Onderwerp: Re: [OSM-legal-talk] license change effect on un-tagged nodes

On 6 July 2011 02:49, ce-test, qualified testing bv - Gert Gremmen
<g.grem...@cetest.nl> wrote:
> I doubt if any effort in re-creating a map database of the real world
> can be classified as creative work,
> as the mapper inevitably tries to copy reality to the best of his
> effort, and any deviation is just imperfection
> and corrected once the right information is available.

We aren't for the most part trying to make raster images of aerial
imagery, so there is a lot of creativity that goes into making
interpretations of the real world.

[<GG>] Involuntary creativity then !

> I never met a OSM mapper saying he is using his creativity to create
> an original view of the world. Its not just a lack in precision and
> perfection that
> makes a work creative, the creator must also have the intention to add
> something
> of himself.

In terms of copyright this doesn't matter, just like if you write a
few lines of whatever, you automatically receive copyright on your
work.

[<GG>] I was not talking about copyright. Copyright laws are of no use
in the digital era,
their application is too large and too wide, and information can be
copied without loss.
The application of copyright law is expensive and full of pitfalls.
See what happens with movies and mp3 on P2P networks.
These are outdated legal texts, and have to be redefined.

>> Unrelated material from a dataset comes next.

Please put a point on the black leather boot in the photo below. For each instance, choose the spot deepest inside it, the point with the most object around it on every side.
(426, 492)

> In creating tiles "the map" I agree. Not in creating a database.

In terms of copyright, it doesn't matter how a map is stored or how it
is displayed, it's the act of making it that matters and because there
is human involvement that's all that matters.

[<GG>] Is that true ???  

I would reformulate that as follows:

"In terms of copyright, it doesn't matter how a map is stored or how it
is displayed, it's the act of human coordinated creativity that
matters."

Not the mere fact that there are humans involved makes it copyrighted.

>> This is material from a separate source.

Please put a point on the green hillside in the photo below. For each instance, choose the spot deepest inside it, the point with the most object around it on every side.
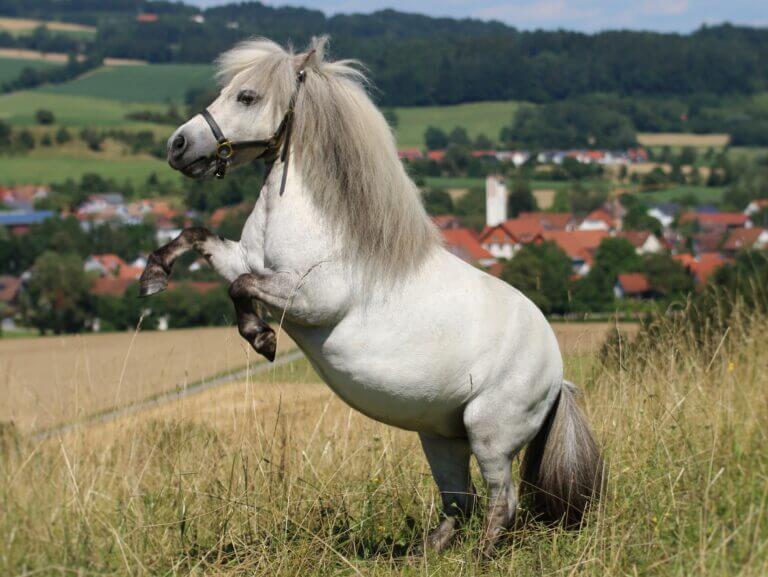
(19, 108)
(158, 83)
(478, 118)
(10, 68)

I think you agree with me that software is copyrighted due to the
algorithms implemented,  a proof of effort and creativity.
It's not the output of the software that is copyrighted by the writer
of the software, but the source code. The output can be copyrighted,
if created by copyrighted input.

OSM is the same. We have a set of algorithms and 200K+ human CPUs that
as
execute the algorithm defined by the community. Nothing creative there
but the algorithms. Its not the output that is copyrightable.
The input is the real world, be it by sometimes using media (bing) 
that are copyrighted as a picture, not the information it is providing.
Just like art photography , you cannot copyright Marilyn Monroe on a 
picture, but it's the composition, exposure time, color balance, moment
the picture was taken etc. BUT NOT THE PROPERTIES OF THE SUBJECT.

You may conclude she is blond and has big tits without infringement
of copyright. 

That is what we do with BING images.